Weidong Yang [01:09:55]: Yeah. When the computer people talk about Python, we're not talking about a snake, but the dancer when they hear Python, they're like, why you bring a snake to the conversation? So I think just echo what Paco said earlier. In the enterprise data context, that domain is very, very important. Be aware of the domain, like knowing the limit of the domain and how to find a way to cross domain. For us, it's generated a lot of composition. I think it's a human problem. It's not a technical problem or techno can help. But owing to that much, we had.

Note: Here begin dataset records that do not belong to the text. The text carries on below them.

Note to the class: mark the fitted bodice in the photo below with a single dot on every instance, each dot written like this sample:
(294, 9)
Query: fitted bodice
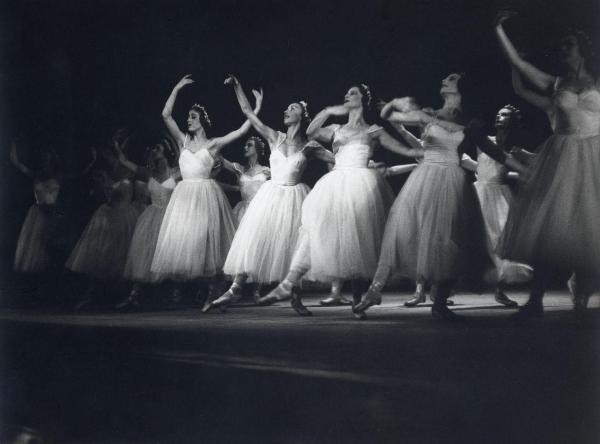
(249, 185)
(160, 193)
(46, 191)
(195, 165)
(575, 113)
(286, 170)
(440, 145)
(488, 170)
(353, 150)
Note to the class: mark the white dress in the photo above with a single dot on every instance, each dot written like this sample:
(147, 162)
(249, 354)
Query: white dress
(495, 198)
(265, 240)
(145, 236)
(198, 227)
(32, 254)
(249, 186)
(344, 215)
(102, 248)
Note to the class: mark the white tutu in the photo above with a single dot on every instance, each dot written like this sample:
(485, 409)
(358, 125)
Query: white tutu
(196, 232)
(265, 240)
(343, 218)
(102, 248)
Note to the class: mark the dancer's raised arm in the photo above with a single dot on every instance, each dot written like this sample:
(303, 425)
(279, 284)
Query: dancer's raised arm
(168, 110)
(265, 131)
(539, 78)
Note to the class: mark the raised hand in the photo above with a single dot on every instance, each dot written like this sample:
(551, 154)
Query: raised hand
(185, 80)
(231, 80)
(503, 16)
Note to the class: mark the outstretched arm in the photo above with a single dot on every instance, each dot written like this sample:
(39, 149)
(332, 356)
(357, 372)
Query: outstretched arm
(14, 158)
(218, 143)
(262, 129)
(391, 144)
(316, 131)
(168, 110)
(539, 78)
(537, 100)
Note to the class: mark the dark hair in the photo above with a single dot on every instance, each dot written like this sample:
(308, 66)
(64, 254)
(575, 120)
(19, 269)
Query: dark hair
(204, 118)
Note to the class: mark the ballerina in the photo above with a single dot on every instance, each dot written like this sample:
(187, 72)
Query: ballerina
(432, 232)
(263, 245)
(552, 223)
(198, 225)
(159, 179)
(344, 215)
(495, 198)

Demetrios [01:10:44]: A conversation on here a few months ago with folks who had created a data analyst agent. And they said one of the hardest parts for the success of this agent was to first create a glossary of business terms so that the agent and really trying to nail down these fuzzy words and these words that maybe for one person they mean one thing and another person they mean another thing. And the quintessential example of this is in mql, when you're at one company in MQL or when you're on one team and MQL is one thing, and when you go to another team. And MQL is another thing. They all mean marketing qualified lead. But when does that person become a marketing qualified lead? What do they have to have done, or what stage are they in? And so the agents may understand, and the LLMs understand what an MQL is, kind of, but you really have to flesh out this glossary to let them know all of these different terms that you use and that are in your database. So when the agent needs to go and pull. How many MQLs did we have last week? It understands what that means.
Paco Nathan [01:12:14]: Yeah, that. That's your semantic layer right there. That's your. That. That's a controlled vocabulary that, you know, you put enough of these together, you get your own ontology.
Demetrios [01:12:22]: Yeah, exactly.